The Kano State Film and Video Censorship Board has abruptly suspended 22 Hausa-language series for sidestepping the state’s compulsory pre-release review.
This is a sweeping crackdown on Kannywood
Executive Secretary Abba El-Mustapha announced the move on May 19, 2025, invoking the board’s statutory authority to vet every production before it reaches screens within—or beyond—Kano’s borders.
From Inception to Intervention
Since its formal establishment in 2001 under Governor Rabiu Kwankwaso, the Kano Censorship Board has positioned itself as Kannywood’s gatekeeper, tasked with safeguarding cultural and religious values through systematic review of scripts and final cuts. But critics argue that such interventions often blur into political grandstanding, threatening the industry’s creative autonomy.
Titles Grounded, Deadlines Set
Among the halted series are household favorites and rising stars—Labarina, Dadin Kowa, Gidan Sarauta, Wasiyya, and Manyan Mata, to name a few. All producers have been ordered to cease public broadcast and online streaming immediately, then submit their works for formal censorship clearance by May 25, 2025, or face legal action under Kano’s censorship statutes.

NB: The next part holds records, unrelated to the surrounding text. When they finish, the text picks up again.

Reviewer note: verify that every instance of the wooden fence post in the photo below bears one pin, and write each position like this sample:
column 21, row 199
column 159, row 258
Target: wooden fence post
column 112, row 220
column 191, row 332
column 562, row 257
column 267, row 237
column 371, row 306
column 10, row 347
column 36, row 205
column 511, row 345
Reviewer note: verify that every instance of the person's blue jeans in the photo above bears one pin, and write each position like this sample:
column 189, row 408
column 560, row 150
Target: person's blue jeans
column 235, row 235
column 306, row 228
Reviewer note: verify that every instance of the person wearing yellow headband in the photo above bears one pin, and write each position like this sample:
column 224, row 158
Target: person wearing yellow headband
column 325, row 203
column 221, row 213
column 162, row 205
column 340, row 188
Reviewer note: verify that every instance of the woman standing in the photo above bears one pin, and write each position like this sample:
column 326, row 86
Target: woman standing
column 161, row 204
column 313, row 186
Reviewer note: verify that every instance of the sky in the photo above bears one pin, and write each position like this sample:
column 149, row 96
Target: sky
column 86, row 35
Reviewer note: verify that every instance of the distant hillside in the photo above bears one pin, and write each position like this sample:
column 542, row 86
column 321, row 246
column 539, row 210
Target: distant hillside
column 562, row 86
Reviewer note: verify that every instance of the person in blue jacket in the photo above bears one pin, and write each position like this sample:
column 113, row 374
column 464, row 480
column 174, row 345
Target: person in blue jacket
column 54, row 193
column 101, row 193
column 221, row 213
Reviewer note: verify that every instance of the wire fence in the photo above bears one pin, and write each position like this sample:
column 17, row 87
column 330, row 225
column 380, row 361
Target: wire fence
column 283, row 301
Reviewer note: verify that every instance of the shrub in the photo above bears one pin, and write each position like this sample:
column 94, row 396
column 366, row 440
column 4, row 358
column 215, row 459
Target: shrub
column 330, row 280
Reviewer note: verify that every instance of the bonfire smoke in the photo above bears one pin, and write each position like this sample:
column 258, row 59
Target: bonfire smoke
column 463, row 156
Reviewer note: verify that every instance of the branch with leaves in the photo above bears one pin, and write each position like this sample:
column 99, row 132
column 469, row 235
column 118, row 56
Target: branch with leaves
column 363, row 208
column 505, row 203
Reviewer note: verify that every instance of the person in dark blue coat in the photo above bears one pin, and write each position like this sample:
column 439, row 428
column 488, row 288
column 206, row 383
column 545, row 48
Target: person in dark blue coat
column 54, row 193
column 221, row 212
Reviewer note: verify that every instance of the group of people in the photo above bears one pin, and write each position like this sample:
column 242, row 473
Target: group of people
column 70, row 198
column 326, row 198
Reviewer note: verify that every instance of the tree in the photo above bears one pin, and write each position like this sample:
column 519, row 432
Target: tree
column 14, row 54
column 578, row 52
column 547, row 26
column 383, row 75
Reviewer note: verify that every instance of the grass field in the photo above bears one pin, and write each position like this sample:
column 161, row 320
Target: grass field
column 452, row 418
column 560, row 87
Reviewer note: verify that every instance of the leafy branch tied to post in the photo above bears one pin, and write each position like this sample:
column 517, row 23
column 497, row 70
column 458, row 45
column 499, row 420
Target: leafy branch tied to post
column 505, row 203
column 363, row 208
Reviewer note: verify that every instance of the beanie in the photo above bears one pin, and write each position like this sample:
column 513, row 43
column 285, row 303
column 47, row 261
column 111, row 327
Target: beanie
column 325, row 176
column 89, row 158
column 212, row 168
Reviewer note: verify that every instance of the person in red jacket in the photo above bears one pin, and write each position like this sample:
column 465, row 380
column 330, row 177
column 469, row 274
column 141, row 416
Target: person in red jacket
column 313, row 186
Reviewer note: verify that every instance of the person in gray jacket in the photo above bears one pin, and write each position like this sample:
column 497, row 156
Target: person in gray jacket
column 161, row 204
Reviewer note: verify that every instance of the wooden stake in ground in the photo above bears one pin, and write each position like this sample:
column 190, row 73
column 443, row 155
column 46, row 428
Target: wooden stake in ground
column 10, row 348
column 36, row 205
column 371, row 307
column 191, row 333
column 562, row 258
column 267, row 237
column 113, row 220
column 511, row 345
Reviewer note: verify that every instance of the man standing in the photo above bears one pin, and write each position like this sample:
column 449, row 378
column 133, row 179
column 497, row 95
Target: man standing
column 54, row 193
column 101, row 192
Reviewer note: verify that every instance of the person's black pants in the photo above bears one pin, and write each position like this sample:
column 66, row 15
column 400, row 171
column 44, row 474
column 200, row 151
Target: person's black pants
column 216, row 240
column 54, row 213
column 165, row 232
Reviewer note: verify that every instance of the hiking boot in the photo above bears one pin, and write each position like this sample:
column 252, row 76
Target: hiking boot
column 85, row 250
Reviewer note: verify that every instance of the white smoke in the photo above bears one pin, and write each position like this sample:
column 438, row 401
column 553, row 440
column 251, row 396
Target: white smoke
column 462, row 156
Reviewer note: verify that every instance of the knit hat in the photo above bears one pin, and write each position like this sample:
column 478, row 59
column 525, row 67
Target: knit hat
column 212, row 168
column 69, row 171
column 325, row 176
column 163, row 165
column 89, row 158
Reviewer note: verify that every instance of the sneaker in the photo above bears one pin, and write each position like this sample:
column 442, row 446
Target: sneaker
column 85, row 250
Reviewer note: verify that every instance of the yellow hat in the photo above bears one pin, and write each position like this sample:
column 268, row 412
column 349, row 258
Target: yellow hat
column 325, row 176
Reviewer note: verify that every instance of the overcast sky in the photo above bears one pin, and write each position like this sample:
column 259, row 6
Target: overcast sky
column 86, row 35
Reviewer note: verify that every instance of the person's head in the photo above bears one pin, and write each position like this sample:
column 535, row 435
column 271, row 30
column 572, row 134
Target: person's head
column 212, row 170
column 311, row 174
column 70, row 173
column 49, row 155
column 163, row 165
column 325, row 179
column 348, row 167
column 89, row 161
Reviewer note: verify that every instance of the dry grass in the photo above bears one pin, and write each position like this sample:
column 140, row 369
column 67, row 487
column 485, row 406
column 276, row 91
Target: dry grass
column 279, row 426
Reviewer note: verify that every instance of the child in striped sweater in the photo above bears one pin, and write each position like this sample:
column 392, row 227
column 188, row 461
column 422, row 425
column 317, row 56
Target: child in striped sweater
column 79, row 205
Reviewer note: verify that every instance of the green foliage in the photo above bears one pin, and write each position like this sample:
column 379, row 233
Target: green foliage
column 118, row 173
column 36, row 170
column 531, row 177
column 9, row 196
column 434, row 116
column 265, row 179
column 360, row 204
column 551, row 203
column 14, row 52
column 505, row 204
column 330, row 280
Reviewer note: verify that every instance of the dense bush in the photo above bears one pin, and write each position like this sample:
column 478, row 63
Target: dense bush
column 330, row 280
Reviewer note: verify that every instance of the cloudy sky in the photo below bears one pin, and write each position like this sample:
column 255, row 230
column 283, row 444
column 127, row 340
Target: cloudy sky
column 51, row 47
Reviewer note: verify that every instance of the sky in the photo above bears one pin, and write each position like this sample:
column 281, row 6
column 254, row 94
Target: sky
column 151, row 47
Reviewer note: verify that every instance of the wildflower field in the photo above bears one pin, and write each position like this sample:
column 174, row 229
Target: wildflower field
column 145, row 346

Digital Rights on the Line
The heavy-handed suspension has sparked alarm beyond film circles. The Centre for Information Technology and Development (CITAD) warned that such blanket bans could infringe on citizens’ digital freedoms, driving creators to unregulated platforms that lack the very cultural safeguards officials seek to uphold. Observers fear this sets a chilling precedent: today it’s 22 series, tomorrow it could be any voice deemed unsanctioned.
A Call for Unified Oversight
In tandem with the suspensions, El-Mustapha urged television networks and the Nigerian Broadcasting Commission to enforce Kano’s censorship protocols nationwide, pitching the oversight as vital to “professionalizing” Hausa cinema and protecting viewers from unvetted content. Yet for many in Kannywood, the measure feels less like quality control and more like a regulatory siege.
As the May 25 deadline looms, producers must navigate Kano’s censorship gauntlet—or risk watching their creations languish in legal limbo. For Nigeria’s vibrant Hausa film industry, this purge may prove a crucible: will Kannywood adapt and emerge stronger, or will its storytellers find their screens silenced under the weight of bureaucratic scrutiny?